Swirling

Lately, I’ve had a lot of free time on my hands.  Both of my jobs have slowedddd  waaaayyyyy dowwwnnn.  As in, I only worked a total of 14 hours this week.  This left too much time to think.  Trust me when I say I didn’t need any more time to do that.  I don’t need to think about the money I’m not making.  I’m barely getting by with two jobs and donating plasma twice a week.  The few people who know how little money I make are in complete shock that I’m doing so well.  I own my home, as much as anyone does, my car is paid for and I have no debt other than my house.  I have one daughter still at home that I share custody of, one week on one week off.  I made $16,000 last year before deductions.  I’m an independent contractor so I have to pay social security and self employment taxes when I file my taxes.  I’m not complaining, I’m quite mystified myself that things are a good as they are.  Good thing I stopped drinking away a couple hundred dollars a month.

Both of my jobs are wonderful and one is what I feel I was put here to do.  I work for my family running their business which allows me to choose my hours.  It’s a creative job that I wouldn’t give up for any other and it’s paying the bills but barely. I don’t know how I got off on this tangent other than hopefully I’ll look back at my situation and laugh at the good old days.

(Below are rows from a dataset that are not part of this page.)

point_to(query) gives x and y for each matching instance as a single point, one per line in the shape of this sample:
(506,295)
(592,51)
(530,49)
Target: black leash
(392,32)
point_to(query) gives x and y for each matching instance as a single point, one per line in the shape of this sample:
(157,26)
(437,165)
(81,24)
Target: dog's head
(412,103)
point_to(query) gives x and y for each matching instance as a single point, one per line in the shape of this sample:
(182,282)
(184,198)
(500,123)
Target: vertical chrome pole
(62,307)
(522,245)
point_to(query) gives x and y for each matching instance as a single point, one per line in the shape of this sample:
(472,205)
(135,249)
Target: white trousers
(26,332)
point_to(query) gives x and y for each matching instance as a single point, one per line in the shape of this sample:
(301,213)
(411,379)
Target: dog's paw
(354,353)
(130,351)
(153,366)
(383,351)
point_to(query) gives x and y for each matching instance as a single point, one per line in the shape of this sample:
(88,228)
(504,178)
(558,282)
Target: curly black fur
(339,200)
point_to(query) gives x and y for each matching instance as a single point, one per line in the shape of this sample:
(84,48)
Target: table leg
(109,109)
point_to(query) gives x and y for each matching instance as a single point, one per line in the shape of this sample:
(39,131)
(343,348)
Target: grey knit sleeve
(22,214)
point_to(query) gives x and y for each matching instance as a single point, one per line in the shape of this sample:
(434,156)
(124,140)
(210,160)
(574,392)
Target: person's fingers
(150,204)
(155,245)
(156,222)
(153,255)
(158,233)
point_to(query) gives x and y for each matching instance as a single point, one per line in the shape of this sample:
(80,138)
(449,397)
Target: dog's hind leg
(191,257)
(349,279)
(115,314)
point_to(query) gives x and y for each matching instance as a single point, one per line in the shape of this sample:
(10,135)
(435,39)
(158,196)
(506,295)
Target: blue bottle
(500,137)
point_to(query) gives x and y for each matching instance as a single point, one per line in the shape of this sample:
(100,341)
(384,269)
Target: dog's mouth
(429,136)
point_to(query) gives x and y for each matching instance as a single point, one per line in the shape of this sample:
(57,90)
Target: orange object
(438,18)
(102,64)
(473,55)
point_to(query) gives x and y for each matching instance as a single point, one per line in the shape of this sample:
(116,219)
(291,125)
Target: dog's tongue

Anyway, I don’t normally watch much TV and now I know why.  Every movie seems to have a scene or several revolving around booze.  People either having a great time with friends or hitting the bottle due to sorrow, loneliness or boredom.  Sounds like life, eh?  At 132 days sober, I should be over the “poor me, I can never drink again” feelings, shouldn’t I?

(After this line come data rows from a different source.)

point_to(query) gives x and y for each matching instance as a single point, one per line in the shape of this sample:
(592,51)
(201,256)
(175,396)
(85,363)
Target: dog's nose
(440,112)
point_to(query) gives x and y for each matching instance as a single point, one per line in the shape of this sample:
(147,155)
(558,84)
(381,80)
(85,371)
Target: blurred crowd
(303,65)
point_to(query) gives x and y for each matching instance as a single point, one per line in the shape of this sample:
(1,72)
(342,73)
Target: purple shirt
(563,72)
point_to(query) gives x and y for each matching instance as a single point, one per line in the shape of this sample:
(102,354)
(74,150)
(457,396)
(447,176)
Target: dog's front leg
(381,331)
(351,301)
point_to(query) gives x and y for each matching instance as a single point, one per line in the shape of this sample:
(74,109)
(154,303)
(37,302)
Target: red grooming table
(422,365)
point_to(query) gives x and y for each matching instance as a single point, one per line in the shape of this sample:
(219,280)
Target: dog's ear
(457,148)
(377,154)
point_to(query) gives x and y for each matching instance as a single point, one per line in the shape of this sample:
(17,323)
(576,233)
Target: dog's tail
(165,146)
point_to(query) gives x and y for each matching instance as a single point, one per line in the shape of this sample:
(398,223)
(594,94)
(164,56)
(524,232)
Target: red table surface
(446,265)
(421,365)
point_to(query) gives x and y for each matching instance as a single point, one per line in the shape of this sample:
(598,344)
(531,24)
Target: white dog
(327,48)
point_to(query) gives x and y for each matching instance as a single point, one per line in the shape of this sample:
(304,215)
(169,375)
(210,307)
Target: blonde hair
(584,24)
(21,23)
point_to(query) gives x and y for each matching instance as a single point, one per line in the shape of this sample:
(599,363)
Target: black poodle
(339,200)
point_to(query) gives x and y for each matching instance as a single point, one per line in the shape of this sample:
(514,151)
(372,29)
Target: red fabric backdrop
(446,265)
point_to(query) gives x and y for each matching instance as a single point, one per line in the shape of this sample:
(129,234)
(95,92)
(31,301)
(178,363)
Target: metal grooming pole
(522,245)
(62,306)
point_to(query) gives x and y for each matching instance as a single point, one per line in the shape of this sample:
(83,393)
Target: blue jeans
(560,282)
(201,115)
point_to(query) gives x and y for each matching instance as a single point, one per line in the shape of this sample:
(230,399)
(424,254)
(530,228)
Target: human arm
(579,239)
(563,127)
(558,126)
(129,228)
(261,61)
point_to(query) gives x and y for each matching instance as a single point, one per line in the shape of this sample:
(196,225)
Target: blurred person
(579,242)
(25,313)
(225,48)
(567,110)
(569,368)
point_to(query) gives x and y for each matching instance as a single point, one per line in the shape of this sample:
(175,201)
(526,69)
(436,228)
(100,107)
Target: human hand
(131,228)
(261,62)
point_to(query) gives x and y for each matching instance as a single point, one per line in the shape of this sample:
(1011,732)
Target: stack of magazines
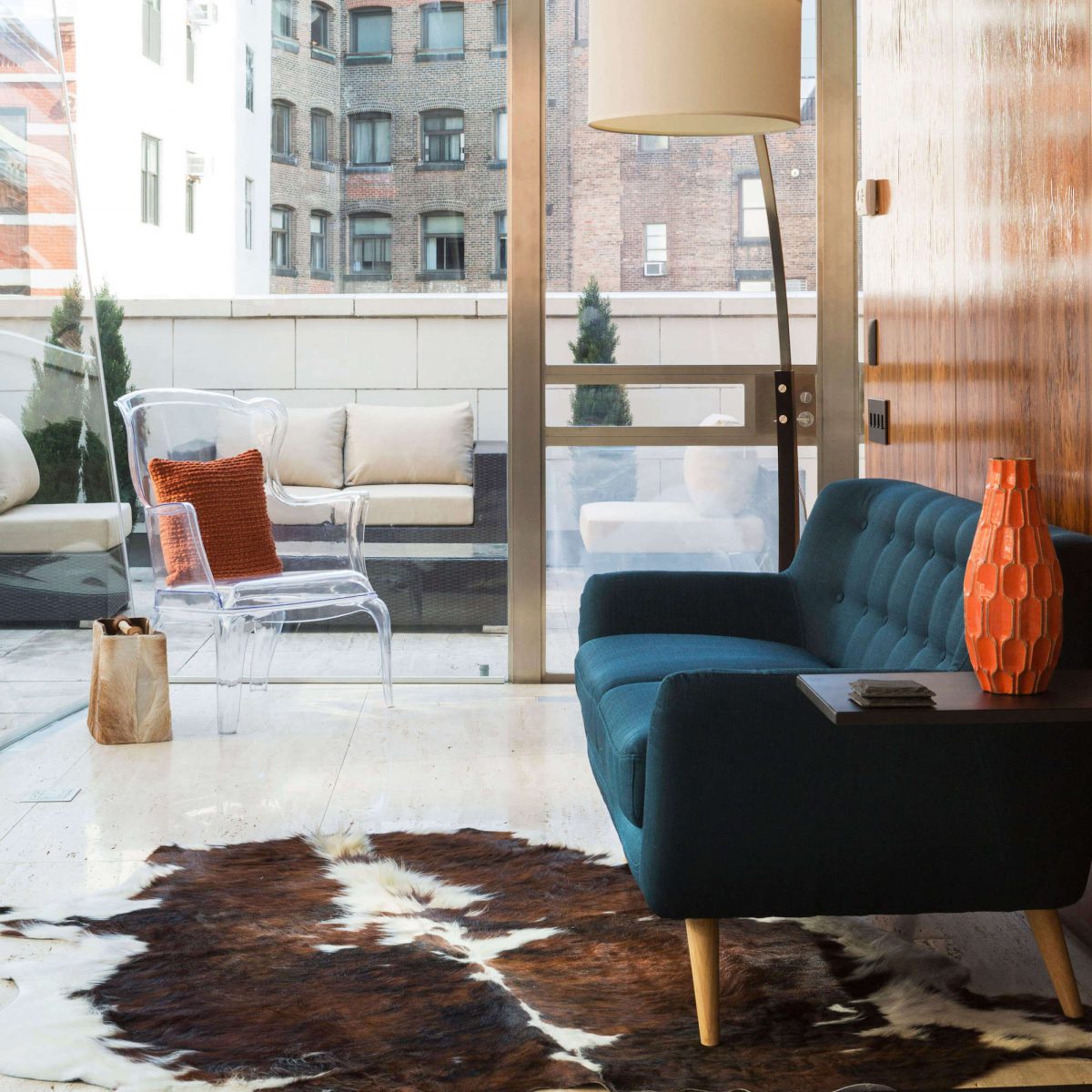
(891,693)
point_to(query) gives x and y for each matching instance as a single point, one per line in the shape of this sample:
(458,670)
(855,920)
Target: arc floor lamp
(711,68)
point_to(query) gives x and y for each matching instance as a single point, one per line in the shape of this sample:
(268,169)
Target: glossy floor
(331,757)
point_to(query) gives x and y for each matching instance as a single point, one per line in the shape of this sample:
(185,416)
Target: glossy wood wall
(976,115)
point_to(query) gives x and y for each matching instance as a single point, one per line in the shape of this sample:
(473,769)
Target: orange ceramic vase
(1013,589)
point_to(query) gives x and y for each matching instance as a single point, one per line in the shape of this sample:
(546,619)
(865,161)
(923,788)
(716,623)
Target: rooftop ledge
(410,305)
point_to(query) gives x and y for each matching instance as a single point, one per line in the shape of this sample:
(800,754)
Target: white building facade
(173,136)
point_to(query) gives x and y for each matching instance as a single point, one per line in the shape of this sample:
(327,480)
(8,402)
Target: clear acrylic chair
(247,616)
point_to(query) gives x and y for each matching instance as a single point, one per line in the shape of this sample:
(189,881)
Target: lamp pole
(789,508)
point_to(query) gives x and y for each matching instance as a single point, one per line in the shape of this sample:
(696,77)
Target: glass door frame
(836,375)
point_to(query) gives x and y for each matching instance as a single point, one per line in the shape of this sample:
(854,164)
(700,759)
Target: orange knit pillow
(228,496)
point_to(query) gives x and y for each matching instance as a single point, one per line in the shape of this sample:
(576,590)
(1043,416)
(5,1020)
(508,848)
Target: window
(14,197)
(320,136)
(190,53)
(151,33)
(445,244)
(250,80)
(500,136)
(655,243)
(370,32)
(281,241)
(150,180)
(320,257)
(320,25)
(501,241)
(753,219)
(370,140)
(753,281)
(441,27)
(370,245)
(191,189)
(442,136)
(284,21)
(282,129)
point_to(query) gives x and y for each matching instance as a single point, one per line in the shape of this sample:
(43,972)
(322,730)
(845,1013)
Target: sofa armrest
(757,805)
(729,604)
(490,491)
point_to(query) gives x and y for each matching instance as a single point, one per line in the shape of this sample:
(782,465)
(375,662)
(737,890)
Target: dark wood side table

Sometimes it’s a thought that brings on the craving to drink.  I can’t call it a craving, it’s more of an idea.  What I’ve noticed lately is these thoughts can come from a familiar smell or the way the light streams through the window. Last weekend, as the boyfriend and I visited his friend of 30 years (and best drinking buddy besides myself), I saw a gleaming tall boy (25 ounce beer) sitting on a coaster in front of the window with the sun shining on it like a spotlight.  I couldn’t imagine that I was that taken by something so trivial at this stage of the game.  The funny part is that I actually hated beer until the last year when I became less choosy about what my poison would be. Anyway, I felt a pang of regret that I’d never be able to have another beer in the beautiful sunlight.  It was only for a moment but here I am a week later writing about it.

I breezed through the first few months and now it seems harder.  Maybe that’s because I’ve put myself into situations that I had avoided.  I can’t steer clear of life forever just because it makes me feel like I want to drink.

The store is calling my name.  I believe I’ll treat myself to some sparkling water.  That seems to make me feel like I’m not missing so much on a Friday night.